Category Archives: cool tools

Time to Update Wireshark

It’s time to update your copy of Wireshark, everyone’s favorite packet analyzer.? Why, you ask?

  • follow UDP streams
  • filter on SNMP OIDs
  • improved Vista support

And if you don’t know about it already, head on over to Laura Chappell’s Wireshark University and check it out.? Sign up for the free FIN Bit Magazine and download the free Wireshark Accelerators reference card (keyboard shortcuts for Wireshark).

Use Launchy to launch applications quickly


You probably don’t need this if you have Vista, but I’ve been wanting a good application launcher for XP for some time.

Launchy is an open source application that indexes your Start Menu automatically, and it was easy for me to tell it to index some folders of .exe’s also.

Now I just hit alt-space and then start typing the name of an app, hitting enter when the correct app shows up. You can also use Launchy to type in queries for Google or Wikipedia, among many other tasks.

Found this one on freewaregenius. You can download Launchy here.

PureText: Paste Plain Text!

The utility that I’ve needed for years and finally looked for: PureText.

So many times I copy text from a web page or other document and need to paste it into an application that doesn’t offer the “Paste Special” option. I just want the text, not the formatting.

PureText lets you create a shortcut key (Windows-V by default) that will paste just the plain text from the clipboard.

Update (12/4/2012):
Now that I’m using a Mac most of the time, I use “Plain Clip” every day. I just copy some text, click once on the Applications stack in the dock, then type “plai” and hit enter to clear the formatting out of the clipboard. I’m sure there’s a quicker way, but that’s my habit now.

Free Antivirus/Antimalware Super-Scanner

If someone sends you a file (or you download a questionable file) and you really want to be sure that the file is safe, try out VirusTotal.

VirusTotal is “a service that analyzes suspicious files and facilitates the quick detection of viruses, worms, trojans, and all kinds of malware detected by antivirus engines”. You upload or email a file to them, and they scan it with a bunch of antivirus programs.

They currently list 32 companies whose antivirus engines are used.

This is certainly not a replacement for running antivirus software on your machine, since it only scans individual files that you submit.

More searching from the Firefox context menu

As much as I like the Dictionary Search Firefox extension that I mentioned in my last posting, I’ve decided that the Context Search extension gives me everything that I need, and easier.

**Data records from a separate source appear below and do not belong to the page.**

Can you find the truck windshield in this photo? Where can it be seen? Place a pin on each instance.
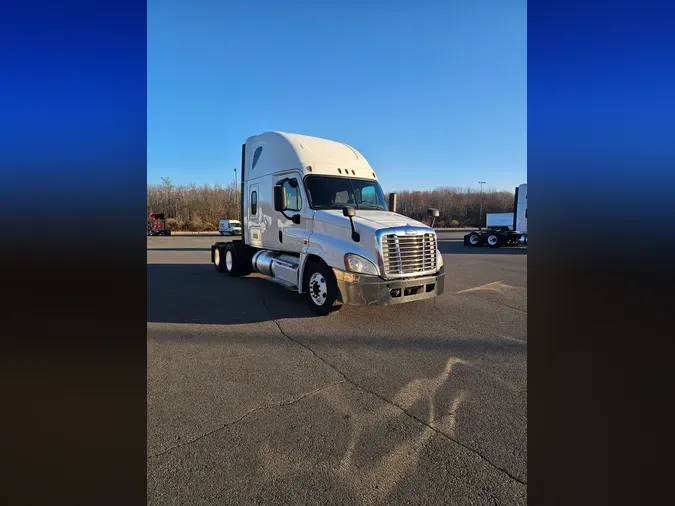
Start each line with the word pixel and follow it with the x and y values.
pixel 327 192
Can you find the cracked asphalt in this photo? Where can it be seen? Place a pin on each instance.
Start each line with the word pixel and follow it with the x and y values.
pixel 252 399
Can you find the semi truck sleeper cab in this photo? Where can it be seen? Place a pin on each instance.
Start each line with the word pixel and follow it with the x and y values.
pixel 315 220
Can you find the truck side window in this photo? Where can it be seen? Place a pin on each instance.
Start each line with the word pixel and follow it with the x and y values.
pixel 256 156
pixel 293 197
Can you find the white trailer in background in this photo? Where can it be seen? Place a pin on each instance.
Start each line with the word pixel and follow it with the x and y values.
pixel 504 229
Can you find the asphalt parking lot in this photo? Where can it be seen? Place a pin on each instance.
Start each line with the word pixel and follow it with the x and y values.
pixel 252 399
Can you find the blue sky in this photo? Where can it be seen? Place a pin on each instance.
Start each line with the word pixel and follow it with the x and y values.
pixel 432 95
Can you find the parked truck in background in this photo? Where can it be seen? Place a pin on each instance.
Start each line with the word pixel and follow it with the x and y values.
pixel 315 221
pixel 157 225
pixel 229 227
pixel 503 229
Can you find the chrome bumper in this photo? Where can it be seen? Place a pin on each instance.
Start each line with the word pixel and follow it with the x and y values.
pixel 358 290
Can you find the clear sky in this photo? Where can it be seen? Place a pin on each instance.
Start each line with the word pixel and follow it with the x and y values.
pixel 432 95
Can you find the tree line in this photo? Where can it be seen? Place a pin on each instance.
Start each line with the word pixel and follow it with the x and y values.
pixel 200 208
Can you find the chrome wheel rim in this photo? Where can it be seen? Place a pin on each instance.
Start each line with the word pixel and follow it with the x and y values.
pixel 318 289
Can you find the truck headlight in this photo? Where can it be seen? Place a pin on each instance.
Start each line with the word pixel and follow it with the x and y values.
pixel 356 263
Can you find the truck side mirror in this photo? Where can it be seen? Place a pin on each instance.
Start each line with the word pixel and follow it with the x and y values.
pixel 350 212
pixel 279 198
pixel 433 214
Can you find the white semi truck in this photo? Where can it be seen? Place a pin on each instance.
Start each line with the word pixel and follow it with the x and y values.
pixel 503 229
pixel 315 220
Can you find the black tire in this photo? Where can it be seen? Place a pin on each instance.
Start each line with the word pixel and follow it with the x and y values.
pixel 219 259
pixel 321 288
pixel 475 239
pixel 239 257
pixel 493 240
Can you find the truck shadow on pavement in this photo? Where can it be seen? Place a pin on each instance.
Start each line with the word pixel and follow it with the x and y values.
pixel 457 247
pixel 197 294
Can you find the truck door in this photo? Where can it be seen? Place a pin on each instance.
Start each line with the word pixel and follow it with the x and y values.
pixel 291 236
pixel 253 214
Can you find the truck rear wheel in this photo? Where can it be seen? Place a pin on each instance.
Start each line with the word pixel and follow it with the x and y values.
pixel 493 240
pixel 237 259
pixel 321 288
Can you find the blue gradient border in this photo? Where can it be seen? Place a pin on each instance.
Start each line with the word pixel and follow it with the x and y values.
pixel 601 160
pixel 72 205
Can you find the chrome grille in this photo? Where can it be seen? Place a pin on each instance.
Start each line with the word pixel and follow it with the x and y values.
pixel 408 254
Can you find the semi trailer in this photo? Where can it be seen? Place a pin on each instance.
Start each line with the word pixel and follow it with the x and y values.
pixel 315 220
pixel 157 225
pixel 503 229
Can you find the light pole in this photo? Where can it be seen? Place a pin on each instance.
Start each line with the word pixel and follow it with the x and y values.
pixel 236 193
pixel 480 216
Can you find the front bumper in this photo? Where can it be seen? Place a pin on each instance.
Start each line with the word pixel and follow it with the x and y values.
pixel 359 290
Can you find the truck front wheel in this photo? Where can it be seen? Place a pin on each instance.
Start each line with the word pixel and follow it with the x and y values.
pixel 321 288
pixel 493 241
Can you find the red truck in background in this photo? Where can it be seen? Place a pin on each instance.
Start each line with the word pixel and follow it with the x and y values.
pixel 157 225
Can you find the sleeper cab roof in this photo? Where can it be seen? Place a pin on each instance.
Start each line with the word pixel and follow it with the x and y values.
pixel 272 152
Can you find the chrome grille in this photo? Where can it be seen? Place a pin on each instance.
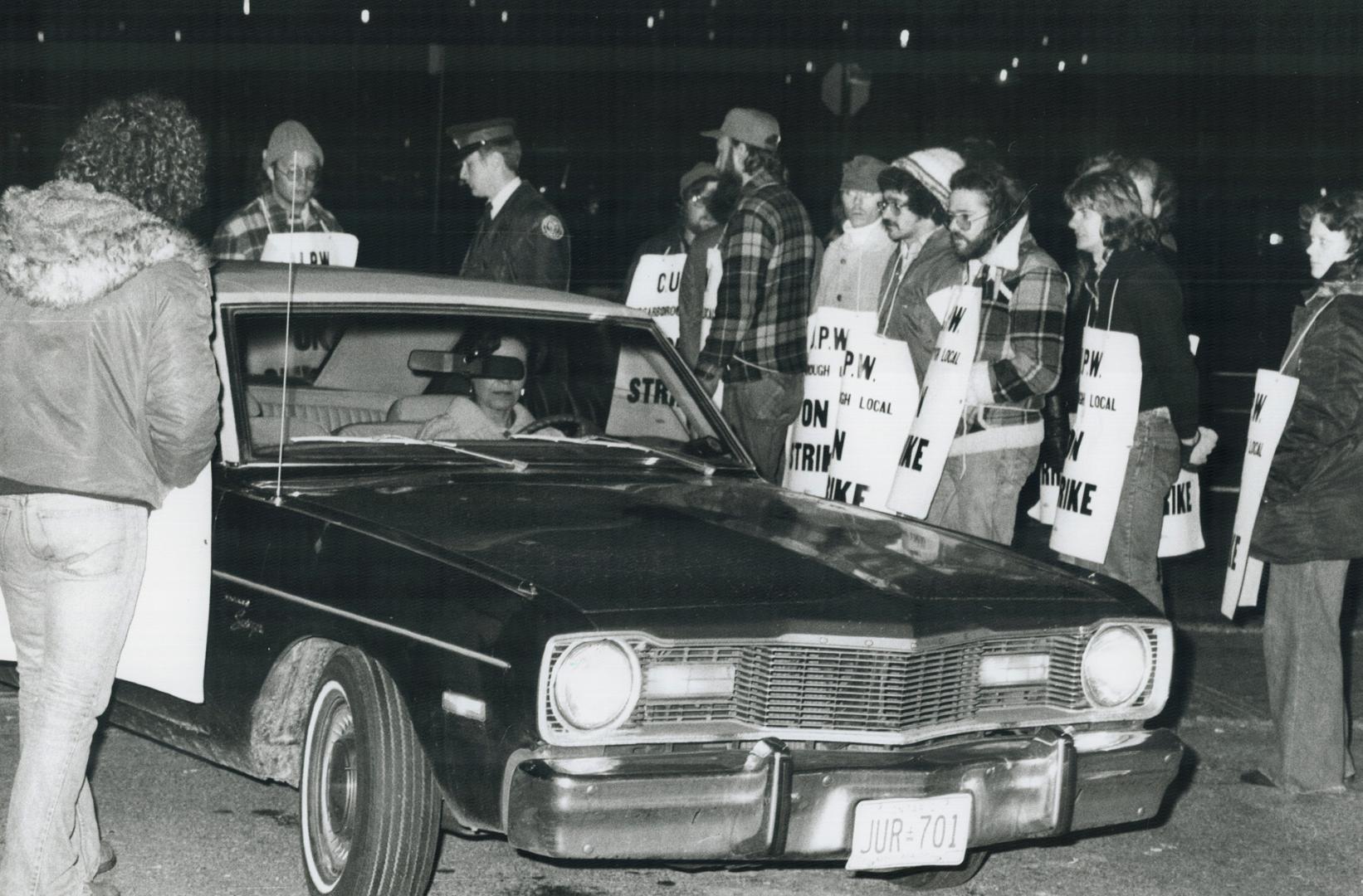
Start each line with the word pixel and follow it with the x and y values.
pixel 807 687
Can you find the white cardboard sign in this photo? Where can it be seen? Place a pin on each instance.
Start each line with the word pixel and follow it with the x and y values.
pixel 834 337
pixel 878 401
pixel 657 280
pixel 923 454
pixel 1273 397
pixel 1100 444
pixel 335 250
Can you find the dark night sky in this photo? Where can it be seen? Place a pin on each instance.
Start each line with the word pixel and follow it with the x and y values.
pixel 1252 104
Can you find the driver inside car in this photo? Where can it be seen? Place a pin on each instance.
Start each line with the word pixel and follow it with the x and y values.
pixel 494 410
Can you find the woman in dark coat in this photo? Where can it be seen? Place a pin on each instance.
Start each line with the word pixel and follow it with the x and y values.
pixel 1313 501
pixel 1131 289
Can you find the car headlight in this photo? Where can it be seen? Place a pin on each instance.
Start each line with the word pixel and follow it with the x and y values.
pixel 596 685
pixel 1116 665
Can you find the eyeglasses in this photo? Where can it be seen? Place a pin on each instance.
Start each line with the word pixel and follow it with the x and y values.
pixel 964 220
pixel 299 173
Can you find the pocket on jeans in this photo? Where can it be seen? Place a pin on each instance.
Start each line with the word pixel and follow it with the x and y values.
pixel 83 543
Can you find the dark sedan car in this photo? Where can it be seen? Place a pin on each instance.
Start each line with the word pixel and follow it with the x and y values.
pixel 586 626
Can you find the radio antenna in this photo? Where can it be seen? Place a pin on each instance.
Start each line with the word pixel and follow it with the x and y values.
pixel 288 335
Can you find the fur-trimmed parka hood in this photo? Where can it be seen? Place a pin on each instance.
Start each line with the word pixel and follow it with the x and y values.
pixel 66 244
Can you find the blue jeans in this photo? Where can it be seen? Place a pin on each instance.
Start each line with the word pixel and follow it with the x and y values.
pixel 1150 469
pixel 1306 675
pixel 70 571
pixel 978 493
pixel 761 411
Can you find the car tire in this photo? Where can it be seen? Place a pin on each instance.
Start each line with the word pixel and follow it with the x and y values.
pixel 936 877
pixel 369 804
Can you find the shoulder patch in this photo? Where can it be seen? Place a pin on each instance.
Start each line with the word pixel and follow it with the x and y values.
pixel 551 226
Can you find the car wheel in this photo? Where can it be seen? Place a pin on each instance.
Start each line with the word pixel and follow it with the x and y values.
pixel 936 877
pixel 369 802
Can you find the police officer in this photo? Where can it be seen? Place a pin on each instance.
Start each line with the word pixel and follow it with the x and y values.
pixel 521 236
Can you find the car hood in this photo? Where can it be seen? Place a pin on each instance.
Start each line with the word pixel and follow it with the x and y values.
pixel 690 556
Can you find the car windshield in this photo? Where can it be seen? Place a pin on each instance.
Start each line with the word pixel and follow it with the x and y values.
pixel 407 383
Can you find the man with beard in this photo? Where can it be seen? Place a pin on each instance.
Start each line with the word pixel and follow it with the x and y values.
pixel 769 252
pixel 1017 358
pixel 925 267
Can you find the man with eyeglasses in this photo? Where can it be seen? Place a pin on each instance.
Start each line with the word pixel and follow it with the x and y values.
pixel 1017 358
pixel 917 277
pixel 696 188
pixel 849 273
pixel 291 163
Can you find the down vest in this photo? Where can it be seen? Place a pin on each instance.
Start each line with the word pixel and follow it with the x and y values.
pixel 1314 496
pixel 108 386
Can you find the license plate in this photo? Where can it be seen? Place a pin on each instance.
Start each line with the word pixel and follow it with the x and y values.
pixel 911 832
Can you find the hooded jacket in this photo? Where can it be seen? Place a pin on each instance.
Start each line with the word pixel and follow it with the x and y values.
pixel 108 386
pixel 1314 494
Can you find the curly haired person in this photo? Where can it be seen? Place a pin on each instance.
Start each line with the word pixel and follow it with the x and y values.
pixel 110 397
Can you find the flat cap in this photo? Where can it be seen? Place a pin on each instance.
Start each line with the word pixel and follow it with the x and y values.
pixel 749 125
pixel 475 134
pixel 700 172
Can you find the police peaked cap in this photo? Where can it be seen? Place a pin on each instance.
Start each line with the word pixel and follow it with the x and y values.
pixel 473 135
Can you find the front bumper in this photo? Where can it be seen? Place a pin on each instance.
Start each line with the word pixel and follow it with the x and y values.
pixel 777 802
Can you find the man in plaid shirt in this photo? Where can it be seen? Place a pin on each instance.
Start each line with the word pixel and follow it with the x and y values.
pixel 758 341
pixel 292 163
pixel 1017 360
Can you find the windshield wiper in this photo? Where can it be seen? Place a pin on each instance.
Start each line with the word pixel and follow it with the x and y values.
pixel 611 441
pixel 518 466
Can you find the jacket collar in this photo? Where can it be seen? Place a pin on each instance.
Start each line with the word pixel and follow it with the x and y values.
pixel 66 244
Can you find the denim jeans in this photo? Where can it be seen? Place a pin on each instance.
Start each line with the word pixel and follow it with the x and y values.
pixel 1150 469
pixel 761 411
pixel 978 493
pixel 70 571
pixel 1306 675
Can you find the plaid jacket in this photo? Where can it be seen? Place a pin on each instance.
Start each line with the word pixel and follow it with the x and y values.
pixel 243 235
pixel 768 288
pixel 1021 330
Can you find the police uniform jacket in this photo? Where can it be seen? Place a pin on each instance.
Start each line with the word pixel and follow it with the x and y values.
pixel 525 244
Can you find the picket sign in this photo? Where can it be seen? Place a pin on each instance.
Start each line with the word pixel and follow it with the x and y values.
pixel 657 280
pixel 335 250
pixel 834 338
pixel 878 402
pixel 921 456
pixel 1180 531
pixel 1100 444
pixel 169 632
pixel 1273 397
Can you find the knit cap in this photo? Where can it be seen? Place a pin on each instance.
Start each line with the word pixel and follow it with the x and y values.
pixel 286 138
pixel 934 169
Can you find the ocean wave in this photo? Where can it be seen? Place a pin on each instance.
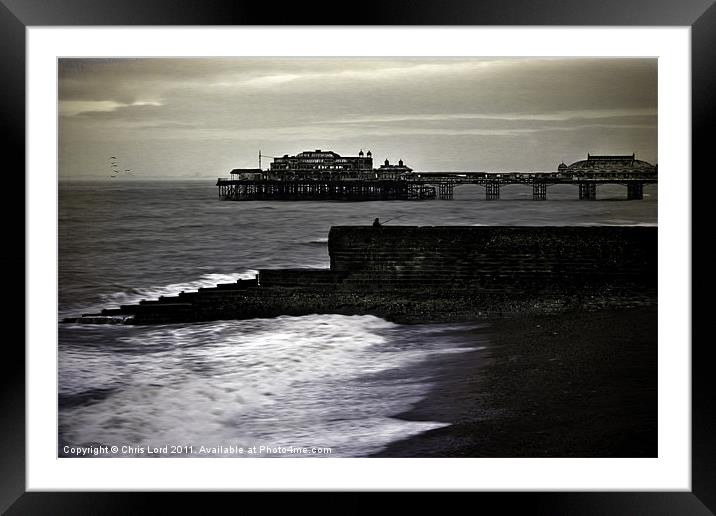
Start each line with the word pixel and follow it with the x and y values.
pixel 317 380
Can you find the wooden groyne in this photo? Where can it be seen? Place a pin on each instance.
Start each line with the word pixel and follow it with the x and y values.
pixel 414 274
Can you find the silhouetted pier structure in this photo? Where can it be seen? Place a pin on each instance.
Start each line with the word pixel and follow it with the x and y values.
pixel 587 175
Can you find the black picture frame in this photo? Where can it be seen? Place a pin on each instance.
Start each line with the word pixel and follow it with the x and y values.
pixel 17 15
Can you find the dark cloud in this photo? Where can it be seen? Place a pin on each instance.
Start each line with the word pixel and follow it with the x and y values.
pixel 443 113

There’s really just two steps:

  1. Click on the down arrow next to the search box in the Firefox toolbar, choose “Manage Search Engines…” and then click on “Get more search engines…” to install the ones you like.
    Search Engines
  2. Install the Context Search extension, which will make all of those search engines available from the context menu when you highlight a word or phrase on a web page and right-click on it.

Highlight a word, find it quickly in Google, Wikipedia, CCCI search engine, etc.

Fun with the Firefox context menu.

First, a word about the Campus Crusade for Christ search engine.
Campus Crusade has tons of resources on the web, but they can be hard to find. CCC has lots of divisions, each with many web sites. So, we’ve added a Google Search Appliance that you can use at If you use Firefox, you can add the CCC search engine to the Firefox toolbar very easily by following the instructions here.

Now that you have the CCC search engine available in Firefox, here’s a tip that I didn’t know about until a few days ago: If you highlight a word on a web page and right-click on it, the context menu will include “Search CCCI for [word you highlighted]”. Whatever search engine you have chosen in the Firefox toolbar will show up in this context menu.

What I really wanted, though, was for the context menu to show a whole list of search engines: Search Wikipedia, Search Google, etc. What I found is the Dictionary Search extension for Firefox. Once you install it, you can configure its options (under Tools, Add-ons, Extensions) to search different places. Here’s how I have my options set:Dictionary Search options
(the Wikipedia URL that extends beyond the input area is just copied from the list of dictionary URLs here).

Here’s a tip that I didn’t know when I started this post: If you don’t mind the context menu being a little deeper, you can just install the Context Search Firefox extension, and all of the search engines that you have integrated with Firefox will show up in the context menu.